Home Medications 5. Reviewing and signing off MAR changes

5. Reviewing and signing off MAR changes

Last updated on Apr 28, 2026

Whenever someone changes a medication record (adds, edits, stops, restarts), BEHCA creates a MAR version and notifies designated reviewers. This article covers the review side.

Why reviews exist

Medication records are clinically and legally significant. The review workflow:

  • Adds a second-pair-of-eyes check on any changes.

  • Creates a signed audit trail for regulators, families, and prescribers.

  • Catches mistakes early — before staff start administering a wrong dose.

Who reviews

Reviewers are configured per organization. Typically:

  • Managers with Review MAR permission receive review notifications and can approve.

  • Specific staff (e.g. nurses) can be granted review rights.

  • The person who made the change usually can't review their own change (depending on configuration).

If you have Review MAR permission, you'll see review prompts; if not, the workflow runs without involving you.

Where to review

On the web

  1. Sign in at app.behca.com (US) or au.behca.com (Australia).

  2. Open MAR for the profile.

  3. Click MAR Versions (or look for a notification banner about pending reviews).

  4. Browse the list of changes — each shows what was added/edited/stopped, who did it, when, and the current review status.

On mobile

Reviewers may receive a push notification linking directly to the version page on the web. Heavy review work is best done on the web.

What you'll see in a version entry

Each version shows:

  • What changed — e.g. "Risperidone 0.5mg added", "Sertraline schedule changed from BID to TID".

  • Who made the change — name and timestamp.

  • The previous state of the medication, side-by-side with the new state, where applicable.

  • Reviewer slot — empty until reviewed, then showing the reviewer's name, time, and any notes.

Approving a change

  1. Read the change details carefully.

  2. Cross-check against the prescription order, label, or clinician note if available.

  3. Click Approve (or Sign Off).

  4. (Optional) Add reviewer notes — context that future readers may want.

Once approved, the version locks. The medication's current state reflects the approved version.

Rejecting / requesting changes

If something looks wrong:

  1. Don't approve.

  2. Use the comments / notes to flag the issue.

  3. Contact the person who made the change directly.

  4. They can edit the medication, which creates a new version to be reviewed.

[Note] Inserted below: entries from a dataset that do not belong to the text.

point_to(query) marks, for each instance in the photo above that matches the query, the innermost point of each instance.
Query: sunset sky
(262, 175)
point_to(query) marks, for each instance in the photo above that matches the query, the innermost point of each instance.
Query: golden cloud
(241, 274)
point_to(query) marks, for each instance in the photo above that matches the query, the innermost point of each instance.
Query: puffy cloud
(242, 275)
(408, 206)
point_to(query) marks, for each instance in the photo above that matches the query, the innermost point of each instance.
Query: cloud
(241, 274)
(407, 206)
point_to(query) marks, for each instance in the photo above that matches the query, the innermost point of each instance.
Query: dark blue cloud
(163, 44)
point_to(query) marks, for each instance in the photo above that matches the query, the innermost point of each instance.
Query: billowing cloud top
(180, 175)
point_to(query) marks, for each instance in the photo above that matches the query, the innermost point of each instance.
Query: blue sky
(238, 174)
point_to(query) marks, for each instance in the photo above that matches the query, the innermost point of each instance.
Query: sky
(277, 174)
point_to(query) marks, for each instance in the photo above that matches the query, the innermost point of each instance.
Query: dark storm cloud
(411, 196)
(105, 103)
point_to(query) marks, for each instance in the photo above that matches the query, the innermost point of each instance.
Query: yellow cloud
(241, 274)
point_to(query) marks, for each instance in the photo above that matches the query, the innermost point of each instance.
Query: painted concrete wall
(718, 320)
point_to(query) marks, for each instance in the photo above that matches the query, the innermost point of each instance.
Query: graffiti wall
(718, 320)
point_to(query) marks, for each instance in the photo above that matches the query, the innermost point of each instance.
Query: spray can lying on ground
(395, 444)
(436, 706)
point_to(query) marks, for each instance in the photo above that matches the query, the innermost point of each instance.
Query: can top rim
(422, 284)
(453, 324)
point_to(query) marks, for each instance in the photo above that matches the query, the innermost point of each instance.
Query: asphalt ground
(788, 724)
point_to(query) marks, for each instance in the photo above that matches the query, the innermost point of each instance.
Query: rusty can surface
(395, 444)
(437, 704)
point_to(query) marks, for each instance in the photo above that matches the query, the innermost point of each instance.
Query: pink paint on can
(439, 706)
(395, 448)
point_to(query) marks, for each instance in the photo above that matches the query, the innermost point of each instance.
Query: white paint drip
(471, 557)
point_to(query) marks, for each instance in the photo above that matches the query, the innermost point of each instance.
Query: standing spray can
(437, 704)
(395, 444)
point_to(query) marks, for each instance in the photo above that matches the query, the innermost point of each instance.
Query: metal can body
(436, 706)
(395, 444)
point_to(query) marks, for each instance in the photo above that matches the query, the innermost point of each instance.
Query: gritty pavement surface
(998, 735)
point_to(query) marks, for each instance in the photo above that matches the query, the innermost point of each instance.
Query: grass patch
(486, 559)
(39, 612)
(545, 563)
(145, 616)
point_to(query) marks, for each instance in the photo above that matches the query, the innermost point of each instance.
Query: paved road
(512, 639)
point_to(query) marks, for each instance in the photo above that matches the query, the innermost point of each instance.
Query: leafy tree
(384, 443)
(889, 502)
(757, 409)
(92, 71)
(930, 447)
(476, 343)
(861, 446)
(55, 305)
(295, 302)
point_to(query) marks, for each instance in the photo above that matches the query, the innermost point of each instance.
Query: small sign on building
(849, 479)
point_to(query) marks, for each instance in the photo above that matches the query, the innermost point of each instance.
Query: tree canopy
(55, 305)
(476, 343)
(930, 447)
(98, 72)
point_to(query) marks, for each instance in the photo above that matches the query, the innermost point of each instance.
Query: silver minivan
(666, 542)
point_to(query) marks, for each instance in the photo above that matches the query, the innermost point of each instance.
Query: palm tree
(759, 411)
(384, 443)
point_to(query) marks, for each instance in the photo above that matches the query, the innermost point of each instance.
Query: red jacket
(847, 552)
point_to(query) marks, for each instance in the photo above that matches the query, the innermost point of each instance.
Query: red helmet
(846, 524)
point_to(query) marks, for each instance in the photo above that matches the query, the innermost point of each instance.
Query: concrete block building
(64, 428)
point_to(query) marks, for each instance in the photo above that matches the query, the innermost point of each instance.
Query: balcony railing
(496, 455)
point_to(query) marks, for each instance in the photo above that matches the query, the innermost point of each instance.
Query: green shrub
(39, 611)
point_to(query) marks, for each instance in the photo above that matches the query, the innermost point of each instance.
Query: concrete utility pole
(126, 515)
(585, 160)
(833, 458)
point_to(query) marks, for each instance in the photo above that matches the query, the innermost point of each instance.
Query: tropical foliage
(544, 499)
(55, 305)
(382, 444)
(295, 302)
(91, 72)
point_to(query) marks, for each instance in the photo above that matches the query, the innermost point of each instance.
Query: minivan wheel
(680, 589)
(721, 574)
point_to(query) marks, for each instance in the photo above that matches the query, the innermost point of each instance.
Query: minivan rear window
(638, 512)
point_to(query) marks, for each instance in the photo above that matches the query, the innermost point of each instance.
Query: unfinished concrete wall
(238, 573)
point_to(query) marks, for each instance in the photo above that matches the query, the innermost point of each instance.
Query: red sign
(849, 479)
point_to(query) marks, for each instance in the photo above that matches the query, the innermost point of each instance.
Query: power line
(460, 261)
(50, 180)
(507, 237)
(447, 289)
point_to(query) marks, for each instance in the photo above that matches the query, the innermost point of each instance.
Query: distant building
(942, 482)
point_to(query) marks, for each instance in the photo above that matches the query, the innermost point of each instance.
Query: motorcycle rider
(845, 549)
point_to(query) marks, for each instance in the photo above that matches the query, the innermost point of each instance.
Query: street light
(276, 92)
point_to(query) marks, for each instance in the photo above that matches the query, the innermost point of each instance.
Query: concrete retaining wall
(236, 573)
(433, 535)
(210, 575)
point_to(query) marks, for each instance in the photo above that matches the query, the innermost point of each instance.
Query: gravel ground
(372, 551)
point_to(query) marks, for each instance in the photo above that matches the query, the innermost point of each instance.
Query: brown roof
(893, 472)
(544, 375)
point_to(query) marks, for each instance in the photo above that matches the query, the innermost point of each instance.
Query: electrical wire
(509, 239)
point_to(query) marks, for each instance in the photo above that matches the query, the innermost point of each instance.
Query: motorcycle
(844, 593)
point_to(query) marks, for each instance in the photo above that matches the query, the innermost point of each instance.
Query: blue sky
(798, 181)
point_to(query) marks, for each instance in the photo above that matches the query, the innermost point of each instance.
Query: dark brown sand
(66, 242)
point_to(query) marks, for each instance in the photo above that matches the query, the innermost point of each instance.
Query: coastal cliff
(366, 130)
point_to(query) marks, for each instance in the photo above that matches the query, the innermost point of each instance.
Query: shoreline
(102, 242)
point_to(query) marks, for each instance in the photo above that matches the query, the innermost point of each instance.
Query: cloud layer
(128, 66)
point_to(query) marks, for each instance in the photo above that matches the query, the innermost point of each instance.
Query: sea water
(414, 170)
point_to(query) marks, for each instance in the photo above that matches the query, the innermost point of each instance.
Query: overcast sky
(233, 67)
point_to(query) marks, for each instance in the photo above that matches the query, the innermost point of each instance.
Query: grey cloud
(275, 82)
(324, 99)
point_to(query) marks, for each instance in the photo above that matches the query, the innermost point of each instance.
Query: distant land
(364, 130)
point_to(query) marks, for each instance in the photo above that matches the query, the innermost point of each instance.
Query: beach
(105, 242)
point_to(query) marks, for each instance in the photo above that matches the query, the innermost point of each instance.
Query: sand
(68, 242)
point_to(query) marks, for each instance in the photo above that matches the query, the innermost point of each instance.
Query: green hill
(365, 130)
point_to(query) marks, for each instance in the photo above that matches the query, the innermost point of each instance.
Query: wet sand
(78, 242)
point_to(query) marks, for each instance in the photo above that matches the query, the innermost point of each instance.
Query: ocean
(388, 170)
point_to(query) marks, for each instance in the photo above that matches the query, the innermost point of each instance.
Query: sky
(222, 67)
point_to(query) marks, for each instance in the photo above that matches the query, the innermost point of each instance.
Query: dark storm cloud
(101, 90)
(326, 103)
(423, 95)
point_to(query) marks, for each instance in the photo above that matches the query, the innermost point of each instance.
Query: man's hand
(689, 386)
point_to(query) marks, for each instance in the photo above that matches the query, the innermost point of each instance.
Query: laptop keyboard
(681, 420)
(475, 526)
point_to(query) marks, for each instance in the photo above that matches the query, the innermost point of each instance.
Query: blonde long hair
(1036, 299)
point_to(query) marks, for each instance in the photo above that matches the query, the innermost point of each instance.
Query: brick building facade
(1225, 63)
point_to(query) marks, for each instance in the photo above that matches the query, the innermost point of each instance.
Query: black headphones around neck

There isn't a formal "reject" button in most setups — the workflow is approve or wait.

Multiple reviewers

If your organization requires more than one reviewer (e.g. RN + Manager), each reviewer signs off independently. The version is fully approved when all required reviewers have signed.

Reviewing past versions

The MAR Versions page shows the full history of every change to every medication on the profile, in reverse chronological order. You can browse to see how a medication has evolved over time, which is useful for clinical reviews.

Common questions

  • What happens if a change isn't reviewed? — The medication is still active; staff continue to administer. Lack of review is a paperwork issue, not a clinical block.

  • Can I edit my own change after submitting? — Yes, but it creates a new version that needs reviewing again.

  • Do I get notified about every MAR change? — Yes — if you have Review MAR permission. If you're getting too many, ask your Manager to refine who reviews what.

  • Is there a paper printout of approved versions? — Yes, the MAR PDF export includes version history. See Exporting PDF reports.